Feast will help fund humble feastsPublished 12:11am Saturday, August 18, 2012
There will be a feast at St. Mary’s Friday night.
The menu for the fourth annual Bayou Feast fundraiser includes jambalaya, blackened fish, seafood gumbo, shrimp and grits, cold boiled shrimp, Mardi Gras cole slaw, New Orleans French bread and bread pudding. Terry Kyzar and his volunteers will spend a good part of the coming week putting together the food for the approximately 300 people expected to enjoy dine-in or take-out.
And while those who buy tickets will indeed enjoy a feast, they’ll be helping to fund a much more humble feast for the less fortunate among us. Two dollars from each $25 ticket will go to St. Mary’s new rice and beans ministry.
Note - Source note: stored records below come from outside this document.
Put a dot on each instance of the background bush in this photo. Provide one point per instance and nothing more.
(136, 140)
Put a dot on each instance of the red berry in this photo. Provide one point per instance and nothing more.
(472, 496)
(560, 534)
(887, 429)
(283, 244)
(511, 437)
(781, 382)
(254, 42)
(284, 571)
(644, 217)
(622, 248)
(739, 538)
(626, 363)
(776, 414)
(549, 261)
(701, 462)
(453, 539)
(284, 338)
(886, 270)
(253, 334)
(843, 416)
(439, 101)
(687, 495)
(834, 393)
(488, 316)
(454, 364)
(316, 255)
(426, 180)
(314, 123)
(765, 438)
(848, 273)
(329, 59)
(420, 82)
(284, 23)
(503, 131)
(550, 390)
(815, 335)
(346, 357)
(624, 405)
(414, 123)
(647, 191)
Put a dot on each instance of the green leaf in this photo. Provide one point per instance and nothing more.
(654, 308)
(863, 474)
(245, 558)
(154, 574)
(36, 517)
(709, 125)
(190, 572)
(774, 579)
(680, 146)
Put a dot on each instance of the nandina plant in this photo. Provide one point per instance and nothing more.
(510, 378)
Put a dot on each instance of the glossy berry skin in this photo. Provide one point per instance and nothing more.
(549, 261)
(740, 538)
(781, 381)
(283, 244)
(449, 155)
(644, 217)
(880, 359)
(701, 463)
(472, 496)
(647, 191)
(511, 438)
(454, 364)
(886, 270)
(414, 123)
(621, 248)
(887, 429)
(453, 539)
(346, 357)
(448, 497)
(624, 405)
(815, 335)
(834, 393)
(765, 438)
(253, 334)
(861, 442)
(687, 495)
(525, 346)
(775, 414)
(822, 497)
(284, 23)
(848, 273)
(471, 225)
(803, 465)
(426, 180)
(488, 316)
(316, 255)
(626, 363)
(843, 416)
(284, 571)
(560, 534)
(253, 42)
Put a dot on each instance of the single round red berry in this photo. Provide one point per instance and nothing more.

Rice and beans might not sound like much to get excited about in the shadow of gumbo, boiled shrimp and bread pudding. But if you’re struggling to feed your family, three pounds of rice and two ounds of pinto or red beans can stretch a food budget a long way.
Beginning in September, on the third Saturday morning of each month, volunteers in the church will distribute the staples to anyone who shows up, no questions asked. The program is modeled on one begun by Trinity Episcopal Church in Clanton in 2005. Church members committed to the ministry promise only staples, but are hopeful that they’ll be able to add extras to those basics to help fill hungry bellies between pay checks, or when Food Stamps run out.
I count myself among the very lucky ones. It’s been a long time since I had to stretch a food budget, but we made many-a-college meal on Rice-a-Roni or peanut butter sandwiches.
Rice is considered a staple in 70 percent of the world’s population. When dried, it can be stored for years. A cup of uncooked rice doubles when cooked, and can become the basis of oh-so-many different meals. Beans can, too.
Having those staples on hand in bulk should be a blessing to the 19 percent of the Covington County households who are below the poverty level. According to U.S. Census estimates, 2,283 households, or about 15 percent of all households, received Food Stamps in the past year.
The Rev. Cindy Howard of St. Mary’s couldn’t be more excited about this ministry if we were giving away gold coins. Even though the first distribution is about a month away, she is busy getting closets altered for food storage and encouraging members to contribute to the ministry. She has a heart for helping, and has inspired many of us to be excited about distributing simple rice and beans.
A feast to fund a feast. It’s a good thing, any way you look at it.